One thing i am certain of from the large amount of serum results i have seen including pharma tests, you cannot score 67 ug/l on 10iu.

Those yellow hyges are either hugely overdosed , like double, or the lab made a mistake with GD's test.

I think as a reasonably good guide you could equate 1 iu to around 3-3.5ug/l, and that is going on the various tests results i have seen for serostim. Obviously there are variations in individual response, but i would say that would be reasonable guideline.

But serum tests don't give any indication of purity so if you score in the 30s even though you#ll know they're pretty well dosed you will still have no idea of purity.

My rips test was not 27 but 29.7ug/l which is actually lower than most of the other tests i have seen for them, which tend to be in the 30s.


----------



## goonerton (Sep 7, 2009)

haza said:


> got jintropin tested....
> 
> Results are as follows, GH serum test 36.1 ug/L
> 
> ...


Any chance you can stick up a scan of your lab result or put it in photobucket or something and put up a link? is better if everyone can see the lab printout, like GD and me stuck our results up...


----------



## 3752 (Jan 7, 2005)

goonerton said:


> There are plenty of serum tests across the boards for pharma GH, 10iu of pharma usually tests in the 30s ug/l
> 
> You will never pinpoint the exact number of iu or mg of GH you have injected with a serum test but i believe like many others who have actually put the leg work in researching and finding as many different serum results done on as many different products as poss, they are a very good indicator of quality.
> 
> ...


so Goldiggers test of the hyge was wrong? ah ok but if it was taken the same way as the test he did for the Gen AX and he went to the same place you did why would it be wrong? just asking? so are you saying it is worthless?


----------



## goonerton (Sep 7, 2009)

Pscarb said:


> so Goldiggers test of the hyge was wrong? ah ok but if it was taken the same way as the test he did for the Gen AX and he went to the same place you did why would it be wrong? just asking? so are you saying it is worthless?

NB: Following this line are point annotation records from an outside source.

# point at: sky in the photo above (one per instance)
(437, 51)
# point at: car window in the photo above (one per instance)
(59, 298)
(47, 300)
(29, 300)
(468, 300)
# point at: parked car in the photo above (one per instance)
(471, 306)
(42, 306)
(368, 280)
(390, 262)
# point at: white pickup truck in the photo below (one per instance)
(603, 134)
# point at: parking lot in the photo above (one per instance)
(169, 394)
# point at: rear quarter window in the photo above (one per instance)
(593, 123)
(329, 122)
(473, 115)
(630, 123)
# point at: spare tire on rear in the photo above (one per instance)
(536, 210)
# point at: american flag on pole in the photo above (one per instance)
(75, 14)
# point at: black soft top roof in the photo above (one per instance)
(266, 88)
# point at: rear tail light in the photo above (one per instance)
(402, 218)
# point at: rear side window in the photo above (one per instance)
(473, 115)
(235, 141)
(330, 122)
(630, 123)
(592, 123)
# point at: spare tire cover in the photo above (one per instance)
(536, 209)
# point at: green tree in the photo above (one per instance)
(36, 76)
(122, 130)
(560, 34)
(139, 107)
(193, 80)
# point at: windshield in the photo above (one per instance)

I never said it was wrong. I said they are hugely overdosed or at least the vial he jabbed was OR the lab made a mistake, i know the lab is a reputable place as i have been there several times myself, but mistakes do happen from time time, but tbh i think the most likely thing was the vial was massively overdosed.

As I said i have seen several serum results for pharma GH and they have never been anywhere near that level.


----------



## 3752 (Jan 7, 2005)

goonerton said:


> I never said it was wrong. I said they are hugely overdosed or at least the vial he jabbed was OR the lab made a mistake, i know the lab is a reputable place as i have been there several times myself, but mistakes do happen from time time, but tbh i think the most likely thing was the vial was massively overdosed.
> 
> As I said i have seen several serum results for pharma GH and they have never been anywhere near that level.


ok i think if we stopped sniping at each other we would probably agree on most things 

Goldigger has just posted up some results from Rips on a site in the high 60's and 40's now this is where i am at with the test, the numbers are all over the place and where i agree they show GH is contained but the numbers seen must be individual as in 10iu injected into you may give a much different serum level if it was injected into me as i assume i am older than you at 42? so i believe age has something to do with the results but i may be wrong, muscle tissue might have an effect?? i just don't see as the all in one test some are making it out to be that is all....


----------



## welbeck (Jul 23, 2010)

Baywatch said:


> These are mass produced using one or two legit Serial numbers..
> 
> Do you have a few boxes? Chances are they will all have the same serial numbers...
> 
> Not saying these fit into that description but that is how almost all recent Jintropin i have seen in the UK has been


I don't think that's right, if you check it once then try again later it will tell you it's genuine first and fake the second time due to that serial number being marked as used on the system already.


----------



## goonerton (Sep 7, 2009)

Pscarb said:


> ok i think if we stopped sniping at each other we would probably agree on most things
> 
> Goldigger has just posted up some results from Rips on a site in the high 60's and 40's now this is where i am at with the test, the numbers are all over the place and where i agree they show GH is contained but the numbers seen must be individual as in 10iu injected into you may give a much different serum level if it was injected into me as i assume i am older than you at 42? so i believe age has something to do with the results but i may be wrong, muscle tissue might have an effect?? i just don't see as the all in one test some are making it out to be that is all....


The tests are not really all over the place though, yeh there are outliers, but if you have seen enough results there is quite a lot of uniformity for test with the same brands...

I don't think age has a lot to do with it, as you're not getting your body to do anything, just measuring how much of a substance has been shot into your blood. maybe blood volume as the test shows how much GH per litre of blood, so obviously the more blood the more dilution...but i think the variances are probably more to do with blood peak times, even if the same person does the same test with same product 2 days on the trot, the exact time of peak Gh serum concentration is going to different each time....but IMO ive seen enough consistency to think its very valuable indicator of quality.


----------



## haza (Nov 19, 2010)

welbeck said:


> I don't think that's right, if you check it once then try again later it will tell you it's genuine first and fake the second time due to that serial number being marked as used on the system already.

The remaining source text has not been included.